La loi a été modifiée dans un sens très clair depuis l’arrêt de la Cour d’appel de Paris précité, avec la volonté de responsabiliser le propriétaire bailleur sur ce point. Si on reprend les alinéas de l’article 17-1 reproduits ci-dessus, le législateur exclut toute rétroactivité même sur une période inférieure à un an, exige du bailleur sa manifestation de volonté annuelle de pratiquer la révision, et si on y ajoute la réduction de la prescription à 1 an, cela remet donc en doute le raisonnement de la CA de Paris et semble exclure toute reconstruction du loyer.
Un arrêt de la Cour de cassation de 2016[5] pourrait semer le doute.
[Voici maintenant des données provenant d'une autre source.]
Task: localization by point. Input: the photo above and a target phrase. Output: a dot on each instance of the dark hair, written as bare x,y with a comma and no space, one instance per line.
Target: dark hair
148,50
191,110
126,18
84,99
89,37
Si l’arrêt n’est pas fondé sur l’article 17-1, et donc ne se prononce pas sur les conséquences qui découlent de la mention « le bailleur est réputé avoir renoncé au bénéfice de cette clause pour l'année écoulée », les juges retiennent la même solution que la CA de Paris en 1993 « qu’il y avait lieu de calculer l’indexation du loyer telle qu’elle aurait dû intervenir dès l’entrée en vigueur du bail ».
Quelle que soit l’interprétation des tribunaux dans l’avenir, l’exemple ci-dessus est la démonstration qu’il faut pratiquer la révision du loyer annuellement. Selon l’exemple, le bailleur qui n’a pas pratiqué la révision depuis la signature du bail en 2016 a perdu la somme de 205,75 euros.
Cela signifie également que son loyer mensuel n’a subi aucune réévaluation, il pourrait être de manière incontestable de 774,70 euros mensuels, sans se poser la question de sa reconstruction, ce qui a son importance au sein des zones tendues où le loyer n’est pas librement fixé à la relocation sauf exceptions sévères. Par exemple, avec des références de loyers (même type de bien dans le même secteur), le bailleur ne pourrait augmenter son loyer manifestement sous-évalué que de la moitié de la différence, il est donc à craindre qu’il ne puisse se trouver au niveau des loyers de marché.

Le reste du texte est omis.